This study aimed to provide basic pharmacodynamic information for key antibiotics used to treat Mycobacterium avium and Mycobacterium xenopi pulmonary disease.

M. avium subspecies hominissuis IWGMT49 and M. xenopi ATCC 19250 type strains were used; the MICs of clarithromycin, amikacin and moxifloxacin were determined by broth microdilution. Time-kill assays were performed, exposing bacteria to 2-fold concentrations from 0.062× to 32× the MIC at 37°C for 240 h for M. avium or 42 days for M. xenopi. The sigmoid maximum effect (Emax) model was fitted to the time-kill curve data.

Maximum killing of M. avium by amikacin was obtained between 24 and 120 h (0.0180 h(-1)) and was faster and higher than with clarithromycin (0.0109 h(-1)); however, regrowth and amikacin-resistant mutants were observed. Killing rates for M. xenopi were higher, 0.1533 h(-1) for clarithromycin and 0.1385 h(-1) for moxifloxacin, yet required 42 days. There were no significant differences between the Hill's slopes determined for all of the antibiotics tested against M. avium or M. xenopi (P = 0.9663 and P = 0.0844, respectively).

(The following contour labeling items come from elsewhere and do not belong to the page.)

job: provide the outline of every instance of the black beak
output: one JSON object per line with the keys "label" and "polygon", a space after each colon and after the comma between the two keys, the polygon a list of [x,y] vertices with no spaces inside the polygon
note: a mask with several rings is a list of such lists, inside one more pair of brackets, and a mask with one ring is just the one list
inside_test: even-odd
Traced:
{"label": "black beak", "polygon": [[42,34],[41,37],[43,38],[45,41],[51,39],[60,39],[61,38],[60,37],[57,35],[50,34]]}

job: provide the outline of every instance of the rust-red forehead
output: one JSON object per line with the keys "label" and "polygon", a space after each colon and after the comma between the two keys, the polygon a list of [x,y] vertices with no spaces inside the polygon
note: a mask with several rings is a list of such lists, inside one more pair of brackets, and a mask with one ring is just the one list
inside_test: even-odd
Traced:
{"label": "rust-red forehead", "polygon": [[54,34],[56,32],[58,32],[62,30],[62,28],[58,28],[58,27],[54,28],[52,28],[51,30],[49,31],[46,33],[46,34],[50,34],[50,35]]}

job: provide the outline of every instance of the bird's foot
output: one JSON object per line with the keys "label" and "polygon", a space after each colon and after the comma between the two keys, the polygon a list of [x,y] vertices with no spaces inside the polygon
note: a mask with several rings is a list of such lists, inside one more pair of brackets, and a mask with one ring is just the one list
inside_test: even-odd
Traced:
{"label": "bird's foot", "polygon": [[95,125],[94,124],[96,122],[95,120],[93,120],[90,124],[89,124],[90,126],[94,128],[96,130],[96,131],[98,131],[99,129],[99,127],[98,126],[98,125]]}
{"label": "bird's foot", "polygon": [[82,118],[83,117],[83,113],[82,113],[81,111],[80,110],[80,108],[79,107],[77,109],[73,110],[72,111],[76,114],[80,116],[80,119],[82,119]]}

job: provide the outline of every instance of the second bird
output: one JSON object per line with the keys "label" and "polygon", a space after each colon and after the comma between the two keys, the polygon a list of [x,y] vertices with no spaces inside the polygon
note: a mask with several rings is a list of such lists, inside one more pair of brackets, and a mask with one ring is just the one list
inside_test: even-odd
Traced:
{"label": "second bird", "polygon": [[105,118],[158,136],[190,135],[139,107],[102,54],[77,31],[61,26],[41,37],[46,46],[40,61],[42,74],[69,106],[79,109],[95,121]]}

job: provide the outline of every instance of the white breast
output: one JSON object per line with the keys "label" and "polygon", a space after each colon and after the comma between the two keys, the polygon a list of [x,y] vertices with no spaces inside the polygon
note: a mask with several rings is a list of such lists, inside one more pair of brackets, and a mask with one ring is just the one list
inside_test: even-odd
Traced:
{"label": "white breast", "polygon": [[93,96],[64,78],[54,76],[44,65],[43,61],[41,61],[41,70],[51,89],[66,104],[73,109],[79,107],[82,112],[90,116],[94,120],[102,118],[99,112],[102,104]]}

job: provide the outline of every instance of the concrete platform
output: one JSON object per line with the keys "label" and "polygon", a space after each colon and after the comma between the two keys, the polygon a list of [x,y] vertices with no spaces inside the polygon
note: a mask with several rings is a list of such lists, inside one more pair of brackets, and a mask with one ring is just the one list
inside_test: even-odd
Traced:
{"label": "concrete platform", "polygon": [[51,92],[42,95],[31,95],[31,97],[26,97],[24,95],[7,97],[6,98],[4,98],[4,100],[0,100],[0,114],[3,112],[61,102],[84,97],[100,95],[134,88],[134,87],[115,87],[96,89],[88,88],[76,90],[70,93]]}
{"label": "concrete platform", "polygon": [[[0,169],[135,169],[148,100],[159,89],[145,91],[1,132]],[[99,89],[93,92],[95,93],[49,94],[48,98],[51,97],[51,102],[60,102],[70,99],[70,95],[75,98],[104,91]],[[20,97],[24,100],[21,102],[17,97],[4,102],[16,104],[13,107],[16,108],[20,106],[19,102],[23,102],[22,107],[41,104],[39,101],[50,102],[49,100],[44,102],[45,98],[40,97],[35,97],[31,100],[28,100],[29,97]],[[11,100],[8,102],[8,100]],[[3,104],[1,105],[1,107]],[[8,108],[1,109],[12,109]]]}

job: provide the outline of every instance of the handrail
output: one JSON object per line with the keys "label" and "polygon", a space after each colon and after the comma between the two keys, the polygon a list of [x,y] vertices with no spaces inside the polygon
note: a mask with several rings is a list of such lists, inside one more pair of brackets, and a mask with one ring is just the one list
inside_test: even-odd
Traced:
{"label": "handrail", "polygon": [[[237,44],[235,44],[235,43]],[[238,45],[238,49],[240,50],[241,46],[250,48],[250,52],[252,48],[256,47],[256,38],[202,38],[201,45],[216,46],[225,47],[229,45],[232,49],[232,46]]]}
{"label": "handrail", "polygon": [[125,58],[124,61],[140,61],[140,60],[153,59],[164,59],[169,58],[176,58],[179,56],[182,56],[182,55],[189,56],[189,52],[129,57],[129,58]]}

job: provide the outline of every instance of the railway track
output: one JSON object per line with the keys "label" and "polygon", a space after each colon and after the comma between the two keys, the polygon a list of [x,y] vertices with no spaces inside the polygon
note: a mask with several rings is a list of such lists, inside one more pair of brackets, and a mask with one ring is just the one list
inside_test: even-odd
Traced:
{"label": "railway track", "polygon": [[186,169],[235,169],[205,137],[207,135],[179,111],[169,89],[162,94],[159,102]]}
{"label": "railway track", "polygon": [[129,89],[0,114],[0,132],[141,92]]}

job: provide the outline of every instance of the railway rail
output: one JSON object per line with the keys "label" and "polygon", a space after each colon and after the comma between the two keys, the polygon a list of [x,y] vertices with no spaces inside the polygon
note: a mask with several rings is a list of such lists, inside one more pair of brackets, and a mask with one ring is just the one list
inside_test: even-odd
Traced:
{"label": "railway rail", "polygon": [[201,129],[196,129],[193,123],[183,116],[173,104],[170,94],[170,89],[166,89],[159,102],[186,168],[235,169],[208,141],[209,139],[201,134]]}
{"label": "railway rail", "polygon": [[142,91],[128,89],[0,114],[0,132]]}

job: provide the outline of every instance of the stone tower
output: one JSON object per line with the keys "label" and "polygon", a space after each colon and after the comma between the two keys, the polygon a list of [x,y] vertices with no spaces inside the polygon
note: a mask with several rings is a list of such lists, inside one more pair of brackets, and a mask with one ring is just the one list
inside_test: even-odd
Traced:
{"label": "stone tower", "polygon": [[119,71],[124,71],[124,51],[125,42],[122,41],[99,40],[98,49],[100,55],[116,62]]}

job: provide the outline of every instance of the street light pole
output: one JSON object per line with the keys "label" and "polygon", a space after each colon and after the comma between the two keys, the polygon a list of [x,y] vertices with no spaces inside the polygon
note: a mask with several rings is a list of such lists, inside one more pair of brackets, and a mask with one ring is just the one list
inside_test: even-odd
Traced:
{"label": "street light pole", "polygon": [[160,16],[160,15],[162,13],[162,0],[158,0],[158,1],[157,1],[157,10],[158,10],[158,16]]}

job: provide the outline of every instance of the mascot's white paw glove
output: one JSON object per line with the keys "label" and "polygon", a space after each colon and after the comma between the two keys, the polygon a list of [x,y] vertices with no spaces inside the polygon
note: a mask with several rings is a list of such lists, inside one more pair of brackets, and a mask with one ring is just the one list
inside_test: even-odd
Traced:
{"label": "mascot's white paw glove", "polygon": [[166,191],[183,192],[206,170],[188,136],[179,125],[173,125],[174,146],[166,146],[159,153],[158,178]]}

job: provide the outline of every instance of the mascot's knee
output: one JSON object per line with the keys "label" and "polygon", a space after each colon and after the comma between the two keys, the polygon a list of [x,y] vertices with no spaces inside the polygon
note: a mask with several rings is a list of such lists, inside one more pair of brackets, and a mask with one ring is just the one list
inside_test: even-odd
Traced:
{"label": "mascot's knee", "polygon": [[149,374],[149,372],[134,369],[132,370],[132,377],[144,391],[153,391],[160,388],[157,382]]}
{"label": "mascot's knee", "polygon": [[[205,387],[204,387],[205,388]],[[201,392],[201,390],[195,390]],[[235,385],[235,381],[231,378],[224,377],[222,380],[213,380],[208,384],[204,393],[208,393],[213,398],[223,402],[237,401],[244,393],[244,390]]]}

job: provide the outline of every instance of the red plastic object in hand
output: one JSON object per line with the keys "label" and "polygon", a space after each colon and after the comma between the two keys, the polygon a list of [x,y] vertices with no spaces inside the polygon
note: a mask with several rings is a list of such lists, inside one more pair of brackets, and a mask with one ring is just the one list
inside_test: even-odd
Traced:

The killing effect of amikacin and clarithromycin on M. avium subspecies hominissuis was low, although amikacin activity was higher than that of clarithromycin, supporting its role in a combined therapy. Clarithromycin and moxifloxacin may have similar activity within treatment regimens for M. xenopi disease. Future studies of in vitro and in vivo pharmacokinetic/pharmacodynamic interactions are needed to improve the current regimens to treat these two important slowly growing mycobacteria in pulmonary disease.